Loading HTML works similarly using UnstructuredHTMLLoader:

from langchain.document_loaders import UnstructuredHTMLLoader

loader = UnstructuredHTMLLoader("index.html")
data = loader.load()

This extracts all text from the HTML document.

For more structured extraction, BSHTMLLoader uses BeautifulSoup to parse the HTML and capture additional metadata like page titles:

from langchain.document_loaders import BSHTMLLoader

loader = BSHTMLLoader("index.html")
data = loader.load()

print(data[0].metadata['title'])

Loading PDFs​

To load PDF documents, LangChain provides the PyPDFium2Loader:

from langchain.document_loaders import PyPDFium2Loader

loader = PyPDFium2Loader("paper.pdf")
data = loader.load()

This uses the PyPDFium2 library to extract text and metadata from PDFs.

Real-World Usage​

The document loading capabilities of LangChain enable many downstream NLP applications. Here are two concrete examples:

Search/QA over Papers: Load a folder of academic papers as PDFs. Then implement a chain that takes questions, searches the paper contents, and returns an extractive answer.

Summarize Blog Posts: Load a WordPress site's HTML pages. Summarize each post into a short paragraph to generate a digest.

Some other applications enabled by the loaders:

  • Chatbots that load relevant documents to a conversation for more knowledgeable responses.
  • Agents that load webpages to extract information from or reason about.
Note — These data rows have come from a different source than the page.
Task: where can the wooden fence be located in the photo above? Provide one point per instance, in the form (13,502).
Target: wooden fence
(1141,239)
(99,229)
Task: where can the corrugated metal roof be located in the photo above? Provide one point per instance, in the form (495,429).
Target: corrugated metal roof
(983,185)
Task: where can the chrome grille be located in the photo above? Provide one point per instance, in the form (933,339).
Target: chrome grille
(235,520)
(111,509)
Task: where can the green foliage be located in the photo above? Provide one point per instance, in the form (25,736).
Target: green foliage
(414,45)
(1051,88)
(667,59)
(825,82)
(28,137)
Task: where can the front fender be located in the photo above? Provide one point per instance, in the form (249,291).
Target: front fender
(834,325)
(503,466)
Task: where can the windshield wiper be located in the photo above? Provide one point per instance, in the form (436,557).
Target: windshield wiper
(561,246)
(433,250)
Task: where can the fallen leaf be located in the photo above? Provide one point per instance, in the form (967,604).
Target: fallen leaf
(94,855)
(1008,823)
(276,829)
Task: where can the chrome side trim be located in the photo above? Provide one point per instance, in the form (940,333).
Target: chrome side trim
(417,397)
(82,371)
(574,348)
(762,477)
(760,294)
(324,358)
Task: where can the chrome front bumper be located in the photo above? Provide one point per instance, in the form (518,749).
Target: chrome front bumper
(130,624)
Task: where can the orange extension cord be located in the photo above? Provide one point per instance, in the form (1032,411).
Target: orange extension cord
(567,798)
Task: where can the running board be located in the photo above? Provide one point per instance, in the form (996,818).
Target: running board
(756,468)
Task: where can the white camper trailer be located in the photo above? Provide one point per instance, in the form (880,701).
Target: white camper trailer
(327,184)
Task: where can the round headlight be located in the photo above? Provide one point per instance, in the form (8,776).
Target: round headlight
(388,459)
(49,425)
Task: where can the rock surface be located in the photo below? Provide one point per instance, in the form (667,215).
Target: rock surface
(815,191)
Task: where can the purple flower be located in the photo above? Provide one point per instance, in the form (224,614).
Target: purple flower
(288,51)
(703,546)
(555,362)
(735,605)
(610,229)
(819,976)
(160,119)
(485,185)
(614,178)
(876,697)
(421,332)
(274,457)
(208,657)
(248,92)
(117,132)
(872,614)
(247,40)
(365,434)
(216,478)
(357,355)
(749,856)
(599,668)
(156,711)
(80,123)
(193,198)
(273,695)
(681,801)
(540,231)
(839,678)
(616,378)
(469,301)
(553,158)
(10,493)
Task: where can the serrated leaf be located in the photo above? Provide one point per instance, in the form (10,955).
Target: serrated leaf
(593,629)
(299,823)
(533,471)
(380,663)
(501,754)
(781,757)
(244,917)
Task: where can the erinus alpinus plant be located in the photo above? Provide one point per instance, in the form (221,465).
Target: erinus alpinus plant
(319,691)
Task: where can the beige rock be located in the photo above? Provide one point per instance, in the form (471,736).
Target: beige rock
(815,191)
The unified Document format returned by the loaders provides a consistent way to bring external data into a LangChain application.

Limitations​

Some limitations to be aware of when loading documents:

  • Very large documents may exceed memory constraints. Consider streaming or chunking.
  • Complex formats like PDF require additional parsing logic beyond basic text extraction.
  • Expect noise and inconsistencies when extracting text from arbitrary web pages.

Conclusion​

LangChain makes it simple to load documents in various formats for downstream NLP tasks. The built-in loaders handle details like Markdown parsing and PDF extraction so you can focus on your core application logic.